Making Our True Move
Posted by Laura on October 29, 2008
Mary Stacey, of Context Consulting, and Arawana Hayashi, a master meditation teacher, dancer, and movement instructor, recently teamed up in Toronto to run the workshop Making Our True Move. I was lucky enough to attend.
Arawana has been running variations of her workshop “The Art of Making a True Move” for decades. Mary brings her coaching training, leadership and consulting expertise, and her strengths as a MasterMIND facilitator.
I took away from the workshop a personal realization: that the people I most believe in and look up to are people who have fully realized themselves. They are a variety of people with a variety of strengths – so it’s not that I look at one of them and think, “She’s really good at x; I need to become really good at x.” They just each have become very good at being who they are. They have fully realized themselves. They have come into a full expression of their being.
So rather than look at people twenty years older than me searching for the answer to “How can I be like that 20 years from now?”, I’m realizing that the question of authentic leadership is more something like, “How can I become more fully myself over the next 20 years?”

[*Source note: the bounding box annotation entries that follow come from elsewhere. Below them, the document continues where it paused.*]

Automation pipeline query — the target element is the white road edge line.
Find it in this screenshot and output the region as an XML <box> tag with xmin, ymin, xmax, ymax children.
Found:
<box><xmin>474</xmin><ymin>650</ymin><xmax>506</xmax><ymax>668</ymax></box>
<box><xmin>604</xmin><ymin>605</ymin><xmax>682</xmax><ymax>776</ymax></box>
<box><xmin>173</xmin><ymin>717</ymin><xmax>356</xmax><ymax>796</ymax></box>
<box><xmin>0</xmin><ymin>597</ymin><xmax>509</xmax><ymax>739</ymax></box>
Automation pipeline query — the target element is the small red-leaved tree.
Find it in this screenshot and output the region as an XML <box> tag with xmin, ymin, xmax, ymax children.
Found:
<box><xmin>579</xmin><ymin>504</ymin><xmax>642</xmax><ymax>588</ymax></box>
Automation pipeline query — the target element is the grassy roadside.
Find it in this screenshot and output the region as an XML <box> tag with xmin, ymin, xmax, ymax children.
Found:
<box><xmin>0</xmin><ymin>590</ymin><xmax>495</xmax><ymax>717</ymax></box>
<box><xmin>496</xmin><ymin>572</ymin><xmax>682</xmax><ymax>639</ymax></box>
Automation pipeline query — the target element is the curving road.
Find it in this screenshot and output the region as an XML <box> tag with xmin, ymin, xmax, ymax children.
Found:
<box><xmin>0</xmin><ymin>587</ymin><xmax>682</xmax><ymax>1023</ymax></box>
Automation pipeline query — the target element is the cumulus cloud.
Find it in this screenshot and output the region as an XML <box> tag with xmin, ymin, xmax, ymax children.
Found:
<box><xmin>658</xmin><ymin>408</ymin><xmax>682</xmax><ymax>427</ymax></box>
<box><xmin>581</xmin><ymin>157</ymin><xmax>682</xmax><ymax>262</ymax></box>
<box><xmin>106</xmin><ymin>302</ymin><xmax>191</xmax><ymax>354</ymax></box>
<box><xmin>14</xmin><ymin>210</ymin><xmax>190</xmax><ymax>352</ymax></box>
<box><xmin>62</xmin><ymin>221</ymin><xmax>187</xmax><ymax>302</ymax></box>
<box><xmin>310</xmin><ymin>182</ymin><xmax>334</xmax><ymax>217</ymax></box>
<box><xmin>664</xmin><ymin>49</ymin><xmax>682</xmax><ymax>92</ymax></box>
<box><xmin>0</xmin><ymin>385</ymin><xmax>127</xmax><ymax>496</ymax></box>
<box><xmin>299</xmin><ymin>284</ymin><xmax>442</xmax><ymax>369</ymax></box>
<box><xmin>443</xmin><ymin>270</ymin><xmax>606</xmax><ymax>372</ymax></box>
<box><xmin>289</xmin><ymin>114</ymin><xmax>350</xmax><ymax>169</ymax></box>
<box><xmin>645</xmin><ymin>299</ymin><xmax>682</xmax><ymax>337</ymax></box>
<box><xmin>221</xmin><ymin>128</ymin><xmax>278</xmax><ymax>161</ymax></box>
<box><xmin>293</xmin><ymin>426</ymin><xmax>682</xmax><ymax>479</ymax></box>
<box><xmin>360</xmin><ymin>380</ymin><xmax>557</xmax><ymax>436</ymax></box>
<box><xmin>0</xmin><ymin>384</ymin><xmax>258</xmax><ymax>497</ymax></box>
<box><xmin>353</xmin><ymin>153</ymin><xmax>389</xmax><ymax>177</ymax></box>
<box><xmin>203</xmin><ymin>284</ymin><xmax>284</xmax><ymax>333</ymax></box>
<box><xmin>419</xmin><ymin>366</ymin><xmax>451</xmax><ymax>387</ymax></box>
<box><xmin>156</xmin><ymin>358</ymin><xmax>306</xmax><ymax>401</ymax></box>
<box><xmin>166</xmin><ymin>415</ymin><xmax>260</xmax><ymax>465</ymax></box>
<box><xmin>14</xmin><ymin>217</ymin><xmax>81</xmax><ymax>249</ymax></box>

Otto Scharmer, who, like Arawana, is a faculty member at the Shambhala Institute, writes about the idea of attentional violence:
Attentional violence is to not to be seen and recognized in terms of who you really are–in terms of your highest future possibility. Instead you are only seen in terms of your journey of the past, that is, in terms of the circumstances of the past, in terms of who you happen to be today. People are blind or ignorant of that aspect of your self, that isn’t (fully) born or manifest as of yet.
Who is the victim of such attentional violence? It’s our highest future possibility, our essential or authentic Self.
Coming out of the workshop, I’m thinking about how to grow into my highest future possibility, and support others to do the same.